---
id: "prereq-job-postings-as-demand-proxy"
type: "prereq"
source_timestamps: ["¶4", "¶5"]
tags: ["data-analysis", "labor-metrics"]
related: ["claim-post-chatgpt-demand-shift"]
reason: "Necessary to accept the validity of the 13% decrease and 20% increase statistics cited in the research."
sources: ["reskilling"]
sourceVaultSlug: "hbr-seg-reskilling"
originDay: 10
articleStem: "hbr-edu-35-ai-changing-labor-market"
sourceUrl: "https://hbr.org/2026/03/research-how-ai-is-changing-the-labor-market"
sourceTitle: "Research: How AI Is Changing the Labor Market"
---
# Job Postings as a Proxy for Labor Demand

**Why you need this:** Necessary to accept the validity of the 13% decrease and 20% increase statistics cited in the research ([[claim-post-chatgpt-demand-shift]]).
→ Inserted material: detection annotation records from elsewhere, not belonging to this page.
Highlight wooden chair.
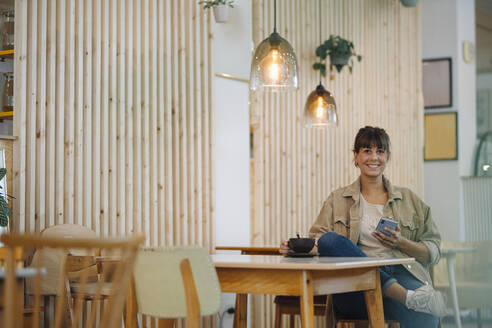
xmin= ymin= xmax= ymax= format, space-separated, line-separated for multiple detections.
xmin=130 ymin=246 xmax=221 ymax=328
xmin=1 ymin=234 xmax=145 ymax=328
xmin=26 ymin=224 xmax=108 ymax=321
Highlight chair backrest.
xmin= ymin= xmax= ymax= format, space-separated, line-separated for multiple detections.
xmin=134 ymin=246 xmax=221 ymax=325
xmin=1 ymin=234 xmax=145 ymax=328
xmin=433 ymin=240 xmax=492 ymax=286
xmin=26 ymin=224 xmax=100 ymax=295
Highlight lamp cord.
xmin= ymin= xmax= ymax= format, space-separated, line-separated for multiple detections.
xmin=273 ymin=0 xmax=277 ymax=33
xmin=318 ymin=0 xmax=321 ymax=84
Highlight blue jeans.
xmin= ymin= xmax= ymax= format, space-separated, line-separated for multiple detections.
xmin=318 ymin=232 xmax=439 ymax=328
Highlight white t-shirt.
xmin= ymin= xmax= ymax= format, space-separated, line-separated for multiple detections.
xmin=358 ymin=194 xmax=393 ymax=258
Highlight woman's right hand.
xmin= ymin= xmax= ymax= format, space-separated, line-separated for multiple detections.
xmin=279 ymin=239 xmax=289 ymax=256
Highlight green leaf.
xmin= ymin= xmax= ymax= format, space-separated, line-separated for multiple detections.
xmin=0 ymin=196 xmax=10 ymax=227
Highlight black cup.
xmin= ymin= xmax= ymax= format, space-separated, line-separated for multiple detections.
xmin=288 ymin=238 xmax=314 ymax=253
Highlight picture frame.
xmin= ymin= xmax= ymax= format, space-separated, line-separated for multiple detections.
xmin=424 ymin=112 xmax=458 ymax=161
xmin=422 ymin=57 xmax=453 ymax=109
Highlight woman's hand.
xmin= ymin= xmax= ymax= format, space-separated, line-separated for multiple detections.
xmin=372 ymin=226 xmax=405 ymax=249
xmin=279 ymin=239 xmax=289 ymax=256
xmin=372 ymin=227 xmax=430 ymax=263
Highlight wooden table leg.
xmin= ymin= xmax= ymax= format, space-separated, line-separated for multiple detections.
xmin=300 ymin=271 xmax=314 ymax=328
xmin=157 ymin=318 xmax=176 ymax=328
xmin=16 ymin=279 xmax=24 ymax=327
xmin=364 ymin=267 xmax=384 ymax=328
xmin=446 ymin=254 xmax=461 ymax=328
xmin=125 ymin=278 xmax=138 ymax=328
xmin=234 ymin=294 xmax=248 ymax=328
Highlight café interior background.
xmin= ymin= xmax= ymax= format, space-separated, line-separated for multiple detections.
xmin=0 ymin=0 xmax=492 ymax=324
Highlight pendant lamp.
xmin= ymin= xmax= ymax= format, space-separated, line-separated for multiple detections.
xmin=304 ymin=0 xmax=338 ymax=128
xmin=249 ymin=0 xmax=299 ymax=92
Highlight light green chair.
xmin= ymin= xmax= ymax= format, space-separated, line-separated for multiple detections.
xmin=134 ymin=246 xmax=221 ymax=328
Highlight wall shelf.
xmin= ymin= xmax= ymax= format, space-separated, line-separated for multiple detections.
xmin=0 ymin=49 xmax=14 ymax=59
xmin=0 ymin=111 xmax=14 ymax=120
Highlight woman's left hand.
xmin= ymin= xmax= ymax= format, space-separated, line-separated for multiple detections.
xmin=372 ymin=227 xmax=405 ymax=248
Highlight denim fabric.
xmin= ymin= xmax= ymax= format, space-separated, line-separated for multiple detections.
xmin=318 ymin=232 xmax=439 ymax=328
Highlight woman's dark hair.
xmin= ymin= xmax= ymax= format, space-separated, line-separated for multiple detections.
xmin=354 ymin=126 xmax=390 ymax=155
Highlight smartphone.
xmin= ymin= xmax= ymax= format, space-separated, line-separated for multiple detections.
xmin=376 ymin=218 xmax=398 ymax=236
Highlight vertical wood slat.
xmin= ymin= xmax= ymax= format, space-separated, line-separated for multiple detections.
xmin=12 ymin=0 xmax=215 ymax=256
xmin=250 ymin=0 xmax=423 ymax=327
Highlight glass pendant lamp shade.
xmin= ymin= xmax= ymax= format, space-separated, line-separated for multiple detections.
xmin=249 ymin=32 xmax=299 ymax=91
xmin=304 ymin=83 xmax=338 ymax=127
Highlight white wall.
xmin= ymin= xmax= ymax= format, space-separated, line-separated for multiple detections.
xmin=421 ymin=0 xmax=476 ymax=240
xmin=214 ymin=0 xmax=252 ymax=327
xmin=214 ymin=0 xmax=252 ymax=256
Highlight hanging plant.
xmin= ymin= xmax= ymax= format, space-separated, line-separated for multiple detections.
xmin=0 ymin=168 xmax=11 ymax=227
xmin=198 ymin=0 xmax=234 ymax=23
xmin=313 ymin=35 xmax=362 ymax=76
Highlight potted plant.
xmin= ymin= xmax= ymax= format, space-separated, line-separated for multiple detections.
xmin=313 ymin=35 xmax=362 ymax=76
xmin=401 ymin=0 xmax=419 ymax=7
xmin=198 ymin=0 xmax=234 ymax=23
xmin=0 ymin=168 xmax=11 ymax=246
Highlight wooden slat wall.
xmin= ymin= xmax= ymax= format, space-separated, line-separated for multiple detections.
xmin=251 ymin=0 xmax=423 ymax=327
xmin=13 ymin=0 xmax=215 ymax=250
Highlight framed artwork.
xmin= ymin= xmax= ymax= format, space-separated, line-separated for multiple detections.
xmin=424 ymin=112 xmax=458 ymax=161
xmin=422 ymin=58 xmax=453 ymax=108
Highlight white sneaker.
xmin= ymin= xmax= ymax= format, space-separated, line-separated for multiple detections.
xmin=405 ymin=285 xmax=447 ymax=317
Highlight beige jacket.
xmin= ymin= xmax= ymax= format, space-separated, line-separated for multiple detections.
xmin=309 ymin=176 xmax=441 ymax=285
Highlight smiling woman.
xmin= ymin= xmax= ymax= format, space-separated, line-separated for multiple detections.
xmin=280 ymin=126 xmax=446 ymax=328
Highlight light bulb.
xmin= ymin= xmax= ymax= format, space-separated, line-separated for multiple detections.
xmin=316 ymin=96 xmax=324 ymax=119
xmin=268 ymin=49 xmax=280 ymax=82
xmin=304 ymin=83 xmax=338 ymax=127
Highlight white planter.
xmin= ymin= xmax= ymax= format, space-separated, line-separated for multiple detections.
xmin=0 ymin=226 xmax=9 ymax=247
xmin=214 ymin=5 xmax=230 ymax=23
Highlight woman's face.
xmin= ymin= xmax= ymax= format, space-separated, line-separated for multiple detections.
xmin=354 ymin=146 xmax=389 ymax=178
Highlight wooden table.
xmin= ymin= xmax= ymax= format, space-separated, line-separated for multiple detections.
xmin=441 ymin=247 xmax=477 ymax=328
xmin=212 ymin=254 xmax=415 ymax=328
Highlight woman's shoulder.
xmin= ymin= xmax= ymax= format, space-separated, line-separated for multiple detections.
xmin=392 ymin=185 xmax=427 ymax=207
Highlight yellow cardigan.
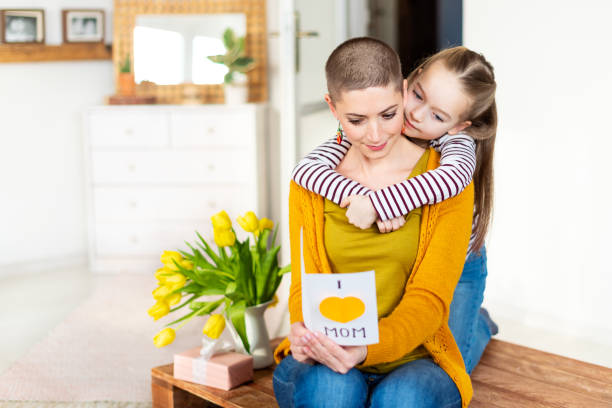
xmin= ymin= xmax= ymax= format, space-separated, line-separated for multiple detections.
xmin=274 ymin=149 xmax=474 ymax=407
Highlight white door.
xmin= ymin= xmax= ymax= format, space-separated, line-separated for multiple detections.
xmin=279 ymin=0 xmax=358 ymax=262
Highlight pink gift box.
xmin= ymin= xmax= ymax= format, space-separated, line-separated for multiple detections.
xmin=174 ymin=347 xmax=253 ymax=390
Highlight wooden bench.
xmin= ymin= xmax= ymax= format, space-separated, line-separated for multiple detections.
xmin=151 ymin=339 xmax=612 ymax=408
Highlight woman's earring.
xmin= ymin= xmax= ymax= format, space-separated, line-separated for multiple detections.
xmin=336 ymin=121 xmax=344 ymax=144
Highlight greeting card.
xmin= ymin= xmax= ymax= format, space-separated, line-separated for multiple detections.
xmin=300 ymin=231 xmax=378 ymax=346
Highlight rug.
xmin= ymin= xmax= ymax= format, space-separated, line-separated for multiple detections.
xmin=0 ymin=274 xmax=205 ymax=402
xmin=0 ymin=401 xmax=152 ymax=408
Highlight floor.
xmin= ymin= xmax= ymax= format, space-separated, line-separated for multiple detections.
xmin=0 ymin=268 xmax=612 ymax=380
xmin=0 ymin=268 xmax=92 ymax=373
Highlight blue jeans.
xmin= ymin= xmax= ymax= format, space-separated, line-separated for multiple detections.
xmin=448 ymin=247 xmax=497 ymax=374
xmin=274 ymin=356 xmax=461 ymax=408
xmin=273 ymin=247 xmax=497 ymax=408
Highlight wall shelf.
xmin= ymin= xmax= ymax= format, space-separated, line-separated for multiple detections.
xmin=0 ymin=43 xmax=112 ymax=62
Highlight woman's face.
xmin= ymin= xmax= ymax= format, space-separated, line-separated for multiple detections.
xmin=404 ymin=61 xmax=472 ymax=140
xmin=325 ymin=84 xmax=403 ymax=159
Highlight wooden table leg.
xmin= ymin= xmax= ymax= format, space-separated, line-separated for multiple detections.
xmin=151 ymin=377 xmax=219 ymax=408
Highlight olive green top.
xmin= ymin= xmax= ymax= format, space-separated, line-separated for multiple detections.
xmin=324 ymin=150 xmax=429 ymax=373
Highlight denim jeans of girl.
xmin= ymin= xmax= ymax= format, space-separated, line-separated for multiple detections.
xmin=273 ymin=247 xmax=497 ymax=408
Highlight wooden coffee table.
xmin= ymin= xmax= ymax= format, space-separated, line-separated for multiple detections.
xmin=151 ymin=339 xmax=612 ymax=408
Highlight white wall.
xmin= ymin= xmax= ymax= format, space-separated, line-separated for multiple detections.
xmin=463 ymin=0 xmax=612 ymax=366
xmin=0 ymin=0 xmax=114 ymax=273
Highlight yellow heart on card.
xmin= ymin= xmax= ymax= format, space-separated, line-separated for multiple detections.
xmin=319 ymin=296 xmax=365 ymax=323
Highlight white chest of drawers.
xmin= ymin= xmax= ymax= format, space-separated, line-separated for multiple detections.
xmin=84 ymin=104 xmax=269 ymax=273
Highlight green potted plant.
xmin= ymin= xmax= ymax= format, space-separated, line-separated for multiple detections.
xmin=117 ymin=53 xmax=135 ymax=96
xmin=207 ymin=28 xmax=255 ymax=103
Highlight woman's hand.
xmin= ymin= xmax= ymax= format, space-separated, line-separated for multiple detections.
xmin=340 ymin=195 xmax=378 ymax=229
xmin=302 ymin=332 xmax=368 ymax=374
xmin=289 ymin=322 xmax=314 ymax=364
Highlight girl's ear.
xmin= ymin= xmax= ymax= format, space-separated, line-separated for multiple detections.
xmin=325 ymin=94 xmax=340 ymax=120
xmin=446 ymin=120 xmax=472 ymax=135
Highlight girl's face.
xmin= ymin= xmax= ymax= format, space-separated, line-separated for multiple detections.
xmin=325 ymin=84 xmax=403 ymax=159
xmin=404 ymin=61 xmax=472 ymax=140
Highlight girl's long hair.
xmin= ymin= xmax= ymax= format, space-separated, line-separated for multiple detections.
xmin=407 ymin=47 xmax=497 ymax=252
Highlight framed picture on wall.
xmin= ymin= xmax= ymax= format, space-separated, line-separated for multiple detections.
xmin=62 ymin=10 xmax=104 ymax=43
xmin=0 ymin=9 xmax=45 ymax=44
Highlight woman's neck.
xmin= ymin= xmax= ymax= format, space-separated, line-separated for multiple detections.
xmin=336 ymin=136 xmax=424 ymax=190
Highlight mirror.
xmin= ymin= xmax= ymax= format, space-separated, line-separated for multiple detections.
xmin=112 ymin=0 xmax=268 ymax=104
xmin=133 ymin=13 xmax=246 ymax=85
The study relies heavily on analyzing **job postings (vacancies) from 2019 to March 2025**. The implicit assumption is that the *volume* and *content* (listed skills) of job postings accurately reflect real-time employer demand and shifting labor-market requirements.

**Enrichment note (important caveat):** This proxy has known limits. Some labor economists caution that postings capture **hiring intentions and composition** — but *not* wages, hours, internal moves, or informal hiring. Yale's Budget Lab ([[evidence-yale-budget-lab]]) emphasizes using *multiple* labor-market metrics (unemployment exposure, composition dissimilarity), showing postings-based signals may not fully map onto realized employment outcomes. A downstream agent should treat postings-derived magnitudes as directional demand signals, not settled employment facts.